Divorcing US parents make their children Republican

Imagine the headline “Divorcing US parents make their children Republican”. You don’t have to, actually – because it’s the headline to this piece. Care to challenge it? Because I’ve got proof. Kellyanne Conway, currently President Trump’s counsellor and the manager for his election campaign, is (a) Republican, (b) the child of divorced US parents.

Let’s go one stage further. According to a report in the Daily Mail in 2013, divorce messes up the children. So, by extension, if US parents divorce, their children not only become Republican, they become messed-up Republicans. So much for the Republican stance on the family. In order to make lots more Republicans, even messed-up ones, they should be encouraging divorce, not opposing it.

Now, I don’t know any children of divorced US parents – so it’s easy for me to claim this. I have no personal investment in that claim. It’s a simple observation, from a very limited sample.

Which all goes to show it’s pretty easy, when discussing a group where you don’t know anybody, to think that the person you’ve talked to (or researched) is representative of that group. You may even strike lucky and find a second or third member of that group who says much the same thing.

But a sample of 3 is rarely representative of the whole group, unless the group numbers 5 or fewer. It’s basic statistics.

Jenni Murray (of BBC Woman’s Hour fame) has hit the news in a small way today by insisting that trans women are not women. Her case is supported by interviews with two trans women who seemed more obsessed by appearance than anything else. The Sunday Mail helpfully found a third trans woman to support her view.

If you look at what India Willoughby actually said, she was asking for people who worked in particular professions to look the part. Because poor appearance may have an impact on the perception of the business, she understood why some employers, the Dorchester Hotel in this particular instance, may choose to implement certain dress codes.

Whether or not you agree with this, there is no doubt that businesses do implement dress codes. There is a certain societal pressure on people to “look the part”. Where this becomes problematic is when it imposes discomfort, cost or voyeurism onto one particular group of people, usually women. Forcing women to shave their legs and wear skirts, high heels or makeup is, in my view, a step too far. In my view, and from what I understand as reported at the time, the Dorchester Hotel’s policy regarding women’s dress codes is wrong.

Does that make me a “real woman” – because I pass the Murray feminism test? If it does, then her bland statement fails. If it doesn’t, even though I agree with her on dress codes (and other feminist issues as well), then there is something else underpinning her viewpoint. Some people who watched the interaction between Murray and Willoughby in December last year reported Murray’s questioning as “hostile”.

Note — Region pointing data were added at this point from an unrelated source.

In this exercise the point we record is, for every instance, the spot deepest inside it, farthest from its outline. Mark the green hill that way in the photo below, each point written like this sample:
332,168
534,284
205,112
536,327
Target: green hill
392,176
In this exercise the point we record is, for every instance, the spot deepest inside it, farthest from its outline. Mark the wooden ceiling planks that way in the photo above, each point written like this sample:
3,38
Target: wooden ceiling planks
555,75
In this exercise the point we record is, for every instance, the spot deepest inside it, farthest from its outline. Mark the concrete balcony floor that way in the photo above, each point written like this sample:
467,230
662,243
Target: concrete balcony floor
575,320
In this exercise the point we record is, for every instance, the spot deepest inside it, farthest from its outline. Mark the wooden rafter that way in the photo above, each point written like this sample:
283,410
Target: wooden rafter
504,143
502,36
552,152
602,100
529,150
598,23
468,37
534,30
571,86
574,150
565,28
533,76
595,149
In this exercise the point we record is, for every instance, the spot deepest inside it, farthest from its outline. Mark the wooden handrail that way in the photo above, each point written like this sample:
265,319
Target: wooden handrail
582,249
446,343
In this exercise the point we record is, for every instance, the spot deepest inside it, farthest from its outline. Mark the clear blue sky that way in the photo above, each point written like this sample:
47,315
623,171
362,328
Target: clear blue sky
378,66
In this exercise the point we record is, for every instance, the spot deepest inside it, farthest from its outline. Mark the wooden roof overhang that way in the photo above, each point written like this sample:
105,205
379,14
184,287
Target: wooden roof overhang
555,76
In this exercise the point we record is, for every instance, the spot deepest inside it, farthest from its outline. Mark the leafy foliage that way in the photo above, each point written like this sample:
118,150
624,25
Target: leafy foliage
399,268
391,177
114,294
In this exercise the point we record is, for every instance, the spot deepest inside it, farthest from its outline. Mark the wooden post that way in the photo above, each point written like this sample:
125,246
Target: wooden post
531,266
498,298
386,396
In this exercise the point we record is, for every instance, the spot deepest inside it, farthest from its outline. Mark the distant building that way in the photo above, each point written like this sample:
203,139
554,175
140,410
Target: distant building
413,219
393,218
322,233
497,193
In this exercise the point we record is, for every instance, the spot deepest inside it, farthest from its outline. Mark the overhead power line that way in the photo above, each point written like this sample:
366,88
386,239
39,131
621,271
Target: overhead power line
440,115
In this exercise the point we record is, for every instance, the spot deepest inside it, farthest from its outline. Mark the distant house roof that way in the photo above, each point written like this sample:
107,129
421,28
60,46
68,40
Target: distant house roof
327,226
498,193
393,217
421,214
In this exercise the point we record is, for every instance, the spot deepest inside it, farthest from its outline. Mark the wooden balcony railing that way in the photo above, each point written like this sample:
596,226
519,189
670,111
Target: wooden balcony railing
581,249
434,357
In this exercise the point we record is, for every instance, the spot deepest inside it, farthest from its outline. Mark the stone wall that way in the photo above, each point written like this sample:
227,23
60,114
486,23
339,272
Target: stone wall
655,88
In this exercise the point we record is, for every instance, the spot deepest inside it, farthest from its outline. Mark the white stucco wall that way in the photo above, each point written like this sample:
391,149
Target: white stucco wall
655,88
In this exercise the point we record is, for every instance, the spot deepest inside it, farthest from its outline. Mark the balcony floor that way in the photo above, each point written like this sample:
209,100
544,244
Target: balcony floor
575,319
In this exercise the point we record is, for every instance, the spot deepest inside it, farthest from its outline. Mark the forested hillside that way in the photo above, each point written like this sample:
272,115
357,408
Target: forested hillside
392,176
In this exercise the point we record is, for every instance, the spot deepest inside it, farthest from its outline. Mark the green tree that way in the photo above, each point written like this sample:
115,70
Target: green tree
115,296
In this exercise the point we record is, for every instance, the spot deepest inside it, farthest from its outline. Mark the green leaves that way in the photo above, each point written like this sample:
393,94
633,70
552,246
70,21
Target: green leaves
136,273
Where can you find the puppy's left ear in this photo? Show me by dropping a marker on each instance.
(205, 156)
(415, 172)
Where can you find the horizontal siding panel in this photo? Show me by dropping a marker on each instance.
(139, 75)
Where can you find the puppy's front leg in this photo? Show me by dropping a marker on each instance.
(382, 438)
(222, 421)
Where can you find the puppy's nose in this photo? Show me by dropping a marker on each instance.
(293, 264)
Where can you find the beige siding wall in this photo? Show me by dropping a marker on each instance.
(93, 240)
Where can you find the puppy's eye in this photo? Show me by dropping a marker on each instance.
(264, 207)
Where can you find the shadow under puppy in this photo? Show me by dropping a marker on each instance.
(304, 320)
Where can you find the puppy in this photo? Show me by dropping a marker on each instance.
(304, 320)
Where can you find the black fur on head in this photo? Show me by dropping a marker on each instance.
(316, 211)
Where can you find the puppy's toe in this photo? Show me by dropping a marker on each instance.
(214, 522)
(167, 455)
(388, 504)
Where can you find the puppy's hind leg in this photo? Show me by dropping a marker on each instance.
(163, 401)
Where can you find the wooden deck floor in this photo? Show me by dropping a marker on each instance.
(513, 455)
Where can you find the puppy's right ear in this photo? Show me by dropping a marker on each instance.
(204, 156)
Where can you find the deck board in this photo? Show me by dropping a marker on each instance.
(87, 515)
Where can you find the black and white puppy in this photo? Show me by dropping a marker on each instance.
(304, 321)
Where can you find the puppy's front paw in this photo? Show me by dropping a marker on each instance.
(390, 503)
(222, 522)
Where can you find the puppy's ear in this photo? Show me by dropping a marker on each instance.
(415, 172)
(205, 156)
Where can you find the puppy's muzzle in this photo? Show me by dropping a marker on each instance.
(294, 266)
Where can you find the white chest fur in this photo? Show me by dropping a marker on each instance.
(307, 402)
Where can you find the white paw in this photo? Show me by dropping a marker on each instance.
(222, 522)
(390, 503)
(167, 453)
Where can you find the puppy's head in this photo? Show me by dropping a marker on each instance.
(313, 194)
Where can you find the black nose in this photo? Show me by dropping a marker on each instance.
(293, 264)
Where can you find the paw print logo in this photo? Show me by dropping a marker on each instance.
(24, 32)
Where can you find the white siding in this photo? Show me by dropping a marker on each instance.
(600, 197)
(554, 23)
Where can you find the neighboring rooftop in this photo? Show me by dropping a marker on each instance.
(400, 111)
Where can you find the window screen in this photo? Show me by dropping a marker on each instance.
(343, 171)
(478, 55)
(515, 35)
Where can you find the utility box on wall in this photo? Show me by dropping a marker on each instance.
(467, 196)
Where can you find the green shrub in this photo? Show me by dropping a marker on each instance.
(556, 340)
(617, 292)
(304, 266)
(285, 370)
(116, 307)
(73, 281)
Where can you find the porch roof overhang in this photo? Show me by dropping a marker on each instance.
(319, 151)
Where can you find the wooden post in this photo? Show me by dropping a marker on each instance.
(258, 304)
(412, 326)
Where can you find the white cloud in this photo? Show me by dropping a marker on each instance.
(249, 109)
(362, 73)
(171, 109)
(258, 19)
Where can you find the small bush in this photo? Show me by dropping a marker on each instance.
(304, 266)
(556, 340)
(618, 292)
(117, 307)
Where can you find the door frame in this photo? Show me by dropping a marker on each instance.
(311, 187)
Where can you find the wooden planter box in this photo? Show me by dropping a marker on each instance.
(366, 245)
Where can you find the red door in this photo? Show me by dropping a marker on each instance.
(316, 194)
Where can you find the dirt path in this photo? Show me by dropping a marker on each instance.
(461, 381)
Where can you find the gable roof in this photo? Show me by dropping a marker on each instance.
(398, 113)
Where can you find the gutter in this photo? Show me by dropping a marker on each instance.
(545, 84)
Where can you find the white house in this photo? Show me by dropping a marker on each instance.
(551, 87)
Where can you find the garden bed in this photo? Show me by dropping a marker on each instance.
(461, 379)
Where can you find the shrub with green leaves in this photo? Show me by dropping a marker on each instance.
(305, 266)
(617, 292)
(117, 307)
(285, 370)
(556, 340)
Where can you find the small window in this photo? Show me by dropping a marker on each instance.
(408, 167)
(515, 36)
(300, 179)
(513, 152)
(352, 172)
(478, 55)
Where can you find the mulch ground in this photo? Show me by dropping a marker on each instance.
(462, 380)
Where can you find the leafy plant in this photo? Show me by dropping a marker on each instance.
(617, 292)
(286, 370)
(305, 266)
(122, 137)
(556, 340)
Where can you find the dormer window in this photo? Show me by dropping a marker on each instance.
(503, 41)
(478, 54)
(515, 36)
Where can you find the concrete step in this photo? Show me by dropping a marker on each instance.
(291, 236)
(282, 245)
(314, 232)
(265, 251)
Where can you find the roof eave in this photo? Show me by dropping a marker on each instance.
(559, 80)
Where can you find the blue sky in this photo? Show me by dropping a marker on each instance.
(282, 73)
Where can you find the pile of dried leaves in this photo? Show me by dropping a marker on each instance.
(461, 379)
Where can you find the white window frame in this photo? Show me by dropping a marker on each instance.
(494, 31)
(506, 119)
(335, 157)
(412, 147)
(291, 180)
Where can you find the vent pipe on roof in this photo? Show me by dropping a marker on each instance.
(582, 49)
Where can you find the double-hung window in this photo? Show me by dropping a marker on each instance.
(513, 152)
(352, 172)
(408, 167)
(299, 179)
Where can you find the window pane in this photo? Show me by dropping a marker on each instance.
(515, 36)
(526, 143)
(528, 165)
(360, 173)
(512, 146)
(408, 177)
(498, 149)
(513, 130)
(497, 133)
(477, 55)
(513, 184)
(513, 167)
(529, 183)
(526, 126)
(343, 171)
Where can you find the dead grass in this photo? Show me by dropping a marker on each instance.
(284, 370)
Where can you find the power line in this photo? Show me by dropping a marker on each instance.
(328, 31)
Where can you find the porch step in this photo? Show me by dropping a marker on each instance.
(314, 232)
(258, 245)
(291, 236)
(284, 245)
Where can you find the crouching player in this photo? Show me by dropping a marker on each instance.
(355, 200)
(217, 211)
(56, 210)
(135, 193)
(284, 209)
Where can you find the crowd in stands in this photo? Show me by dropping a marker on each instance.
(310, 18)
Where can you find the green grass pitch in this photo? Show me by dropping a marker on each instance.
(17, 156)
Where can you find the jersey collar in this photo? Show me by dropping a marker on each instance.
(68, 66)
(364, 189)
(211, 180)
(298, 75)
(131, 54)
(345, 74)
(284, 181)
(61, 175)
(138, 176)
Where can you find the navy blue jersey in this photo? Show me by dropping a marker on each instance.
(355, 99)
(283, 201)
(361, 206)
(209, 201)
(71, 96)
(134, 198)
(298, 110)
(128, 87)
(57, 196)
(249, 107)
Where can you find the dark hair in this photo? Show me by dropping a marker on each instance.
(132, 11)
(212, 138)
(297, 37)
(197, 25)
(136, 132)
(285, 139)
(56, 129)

In the early days of my transition, I was careful to always make sure that I was displaying enough “clues” to make sure that my femininity wasn’t challenged on the street. Sometimes I failed. But this meant that skirts and makeup tended to be the order of the day. As I grew in confidence, my need for these external prompts (for other people) declined. It took at least a couple of years.

But that’s a far cry from insisting that all women (or even all trans women) do what I did. It also highlights the problem of the media’s standard approach – which insists that newly transitioned trans women speak for all trans women. How you perceive and understand yourself and, to some extent, the world around you changes over time.

What Murray’s statements really show is one of the problems underpinning the way our media understands and reports things.

The “Milo affair” a couple of weeks ago demonstrated clearly that the “free speech” argument does, indeed, have limits. So it’s no longer an argument about the purity of the concept. Instead, it’s a discussion about where those limits are drawn. This happens to be what I’ve been saying publicly for a couple of years now.

The insistence on certain parts of the media for “balance”, presented in a 50-50 “debate”, is also problematic. If taken to its logical endpoint, then every BBC documentary presented by Prof Brian Cox should also have an equal amount of time given to a member of the Flat Earth Society. So, again, it’s not really “balance” that the media is looking for, but “debate”. I’ve also been saying this for a number of years.

And now we have “sampling” or “jumping to conclusions”. In some ways this is the flip-side to the balance debate. Because you have found someone in a community that says X, that entitles you to draw the conclusion that everyone in the community also thinks X, which leads on to other conclusions. The old PCC supported the right of a newspaper to justify a headline expressing outrage over something as long as they could find one person, just one, to express outrage. This is exactly what Murray has done, and is plainly flawed (as I’ve hopefully demonstrated at the start of this piece). The previously assumed responsibility of the journalist or reporter to understand more than the bare basics of an issue, or fairly present an issue, is no longer there.

Just for the record, I suppose I ought to clarify that I don’t think that children of divorced parents are necessarily messed up. Nor do I think that children from divorced American families are necessarily going to end up Republican.